La voix de Fredrika Stahl accompagne le film dans sa progression. Pour l'occasion, la chanteuse a signé 19 morceaux. Cyril Dion se souvient comment cette artiste sensible aux thématiques écologiques en est venue à participer au projet : "Un ami commun Jean-Christophe Bourgeois lui a parlé du projet et elle nous a spontanément envoyé une chanson : « World to come », qui disait qu’il n’y avait aucun monde à venir… C’était complètement à l’opposé du propos du film ! Mais c’était tellement beau que nous avons tout de même essayé de monter cette chanson juste après le démarrage du film et cette étude sans espoir.
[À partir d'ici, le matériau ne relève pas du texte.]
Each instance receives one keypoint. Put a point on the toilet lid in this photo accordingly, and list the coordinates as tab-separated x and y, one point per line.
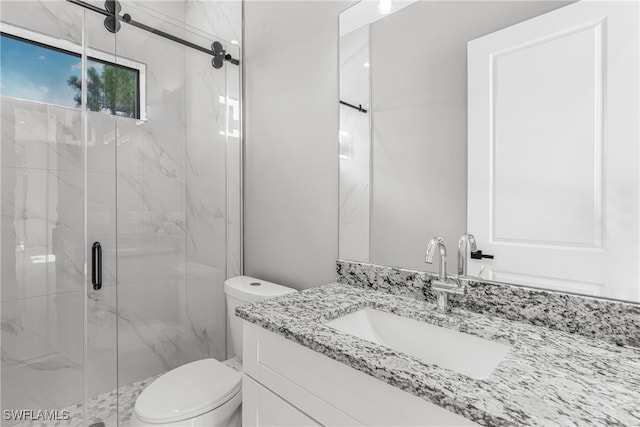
188	391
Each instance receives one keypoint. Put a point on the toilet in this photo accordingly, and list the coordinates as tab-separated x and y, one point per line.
205	393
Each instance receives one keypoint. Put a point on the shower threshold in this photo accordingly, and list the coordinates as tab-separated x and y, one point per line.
109	409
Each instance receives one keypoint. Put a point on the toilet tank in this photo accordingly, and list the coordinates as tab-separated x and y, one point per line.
241	290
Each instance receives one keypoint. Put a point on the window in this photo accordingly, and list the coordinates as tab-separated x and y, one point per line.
43	69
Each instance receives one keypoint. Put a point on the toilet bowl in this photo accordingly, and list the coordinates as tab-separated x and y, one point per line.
207	392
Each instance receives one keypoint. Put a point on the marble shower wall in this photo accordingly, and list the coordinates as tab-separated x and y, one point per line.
164	191
42	252
355	145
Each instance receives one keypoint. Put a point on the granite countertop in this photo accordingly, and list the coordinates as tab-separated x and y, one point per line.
549	378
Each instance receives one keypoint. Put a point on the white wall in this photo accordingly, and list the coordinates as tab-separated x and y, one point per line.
291	133
419	108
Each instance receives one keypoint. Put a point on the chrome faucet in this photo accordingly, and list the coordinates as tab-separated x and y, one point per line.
443	286
431	248
465	240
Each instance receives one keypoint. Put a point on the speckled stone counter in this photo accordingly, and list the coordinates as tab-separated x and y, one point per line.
616	322
549	378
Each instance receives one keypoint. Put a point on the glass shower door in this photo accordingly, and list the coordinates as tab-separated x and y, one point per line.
43	223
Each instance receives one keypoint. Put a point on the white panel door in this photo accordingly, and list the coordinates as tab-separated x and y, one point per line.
553	150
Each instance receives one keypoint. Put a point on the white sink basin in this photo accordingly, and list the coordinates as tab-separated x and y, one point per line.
466	354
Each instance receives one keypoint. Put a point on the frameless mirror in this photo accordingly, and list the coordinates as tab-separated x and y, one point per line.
515	121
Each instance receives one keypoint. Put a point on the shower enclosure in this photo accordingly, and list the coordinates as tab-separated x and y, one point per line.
120	201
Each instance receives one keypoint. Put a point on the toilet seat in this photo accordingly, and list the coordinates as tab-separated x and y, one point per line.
188	391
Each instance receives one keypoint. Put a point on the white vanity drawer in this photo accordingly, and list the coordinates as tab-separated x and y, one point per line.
263	408
330	392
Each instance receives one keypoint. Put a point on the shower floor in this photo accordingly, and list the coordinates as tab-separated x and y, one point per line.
103	408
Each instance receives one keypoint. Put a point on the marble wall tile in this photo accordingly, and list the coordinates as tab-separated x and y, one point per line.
145	166
42	341
355	146
614	321
222	18
40	136
42	247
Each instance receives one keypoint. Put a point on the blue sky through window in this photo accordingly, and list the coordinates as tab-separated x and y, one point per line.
37	73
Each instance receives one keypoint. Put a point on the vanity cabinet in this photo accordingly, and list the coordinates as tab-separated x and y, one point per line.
285	383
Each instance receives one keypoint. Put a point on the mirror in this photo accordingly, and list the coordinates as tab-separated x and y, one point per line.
515	121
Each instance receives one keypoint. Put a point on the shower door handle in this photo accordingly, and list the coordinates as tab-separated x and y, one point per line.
96	266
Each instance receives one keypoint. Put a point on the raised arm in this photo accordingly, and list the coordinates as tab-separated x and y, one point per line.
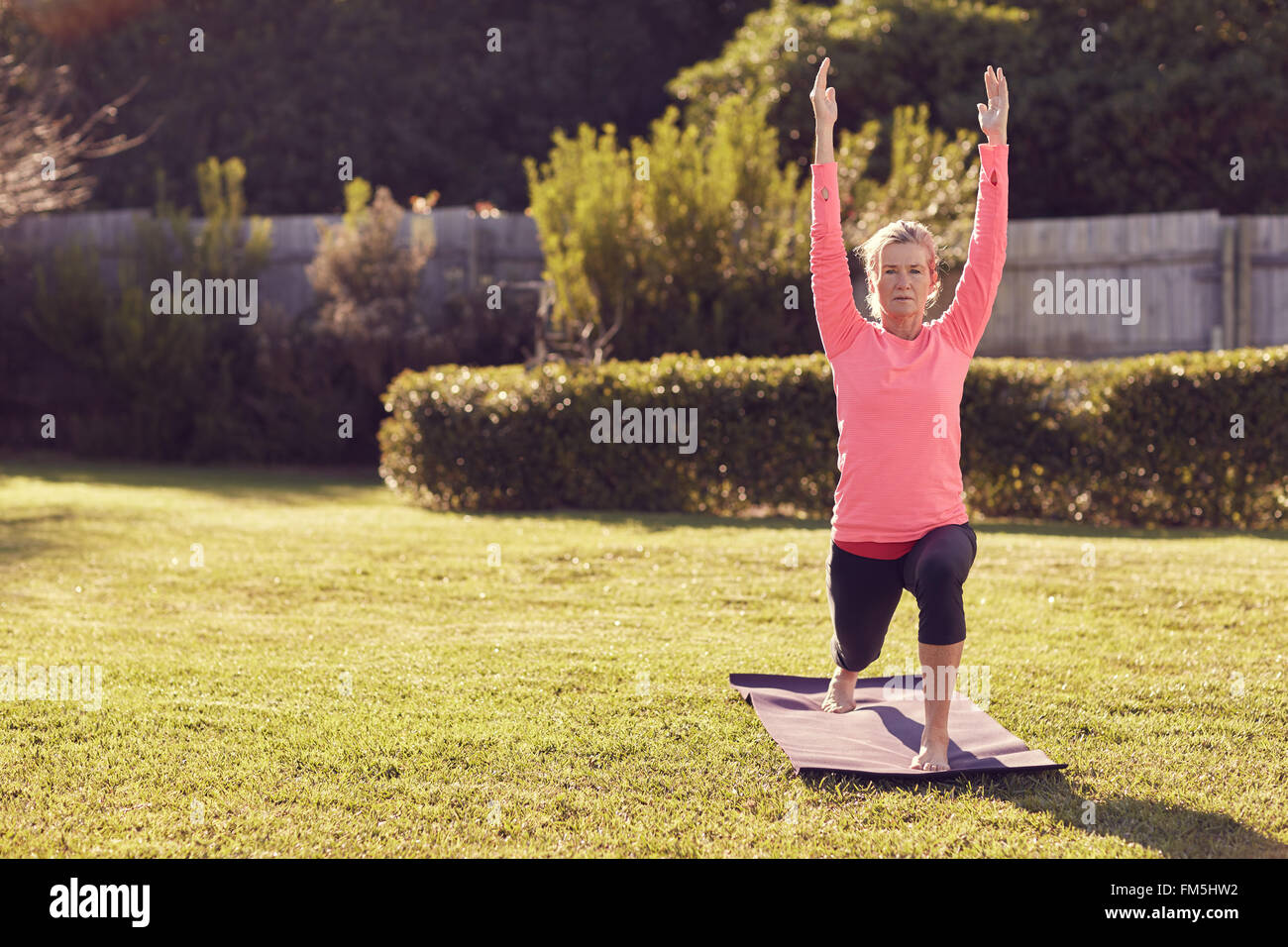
838	320
967	315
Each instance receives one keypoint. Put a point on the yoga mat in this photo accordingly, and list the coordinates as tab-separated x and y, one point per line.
883	733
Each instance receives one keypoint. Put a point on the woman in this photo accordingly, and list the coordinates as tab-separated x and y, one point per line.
898	521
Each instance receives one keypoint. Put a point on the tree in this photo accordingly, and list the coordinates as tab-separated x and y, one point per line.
40	158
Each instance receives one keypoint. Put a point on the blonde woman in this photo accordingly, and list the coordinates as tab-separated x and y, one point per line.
898	521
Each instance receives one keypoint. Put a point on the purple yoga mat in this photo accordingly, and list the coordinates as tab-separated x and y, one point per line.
883	733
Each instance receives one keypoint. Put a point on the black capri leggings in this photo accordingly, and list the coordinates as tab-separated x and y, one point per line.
862	592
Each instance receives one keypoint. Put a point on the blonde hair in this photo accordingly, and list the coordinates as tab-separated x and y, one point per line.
898	232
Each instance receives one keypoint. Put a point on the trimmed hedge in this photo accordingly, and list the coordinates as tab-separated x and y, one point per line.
1144	440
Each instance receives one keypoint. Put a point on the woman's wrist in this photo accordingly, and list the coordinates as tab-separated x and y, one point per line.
823	145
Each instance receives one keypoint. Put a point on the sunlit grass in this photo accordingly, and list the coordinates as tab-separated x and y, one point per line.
348	676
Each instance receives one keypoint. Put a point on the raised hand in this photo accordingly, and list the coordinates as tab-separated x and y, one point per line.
823	98
992	118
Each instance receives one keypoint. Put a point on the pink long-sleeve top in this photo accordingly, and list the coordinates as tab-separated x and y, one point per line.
898	401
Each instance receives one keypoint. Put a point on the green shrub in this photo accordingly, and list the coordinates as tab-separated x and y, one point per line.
369	283
1142	440
168	384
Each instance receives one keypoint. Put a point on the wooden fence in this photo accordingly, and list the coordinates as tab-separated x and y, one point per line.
1205	281
471	250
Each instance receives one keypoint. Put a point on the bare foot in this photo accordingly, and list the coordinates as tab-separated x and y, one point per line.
840	692
934	751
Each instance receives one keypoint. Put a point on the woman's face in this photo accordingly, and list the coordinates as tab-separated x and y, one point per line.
905	278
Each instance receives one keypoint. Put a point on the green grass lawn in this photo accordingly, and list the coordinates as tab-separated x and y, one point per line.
347	676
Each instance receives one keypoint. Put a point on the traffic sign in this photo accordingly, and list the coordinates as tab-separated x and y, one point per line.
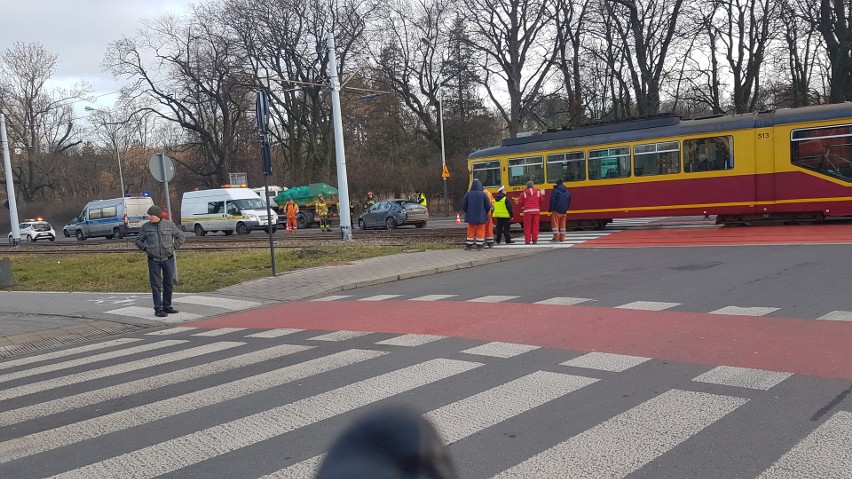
155	164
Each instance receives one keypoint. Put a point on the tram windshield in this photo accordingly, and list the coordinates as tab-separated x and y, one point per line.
825	150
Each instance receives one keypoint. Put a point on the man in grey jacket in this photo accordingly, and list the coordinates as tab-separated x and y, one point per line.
159	239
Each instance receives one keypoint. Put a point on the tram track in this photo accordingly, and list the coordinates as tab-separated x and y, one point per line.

Et cela a tellement bien marché que nous avons demandé trois autres essais à Fredrika. Elle n’avait vu aucune image pourtant, à chaque fois, elle tapait dans le mille. Nous avons continué à travailler à distance : nous lui envoyions des séquences, elle nous renvoyait des morceaux. Sa voix et sa musique sont presque un personnage à part entière, donnent une véritable identité au film."
Demain doit inaugurer la Conférence onusienne pour le climat, la fameuse COP21, qui se tiendra à Paris du 30 novembre au 11 décembre 2015. Bien évidemment, Cyril Dion et Mélanie Laurent espèrent que ce sera un moment de mobilisation et de sensibilisation très fort, même s'ils sont tous les deux d'un optimisme mesuré.
Contrairement à beaucoup de films sur ce sujet, Demain cherche à aller au-delà du constat catastrophique et parle des solutions. Le but du film est de faire prendre conscience à chaque individu qu'il peut agir à sa propre échelle pour rendre le monde meilleur. "Nous ne sommes plus dans une zone de confort et pour autant, nous ne sommes pas encore dans l’effondrement. Nous sommes dans une phase particulièrement inspirante : nous savons que nous allons nous prendre un mur et c’est le moment de nous mobiliser. L’être humain est allé marcher sur la Lune, a aboli l’esclavage, éradiqué des maladies, nos capacités sont immenses, à nous de les mettre au service de notre survie et de notre bonheur collectif…", s'enthousiasme Mélanie Laurent.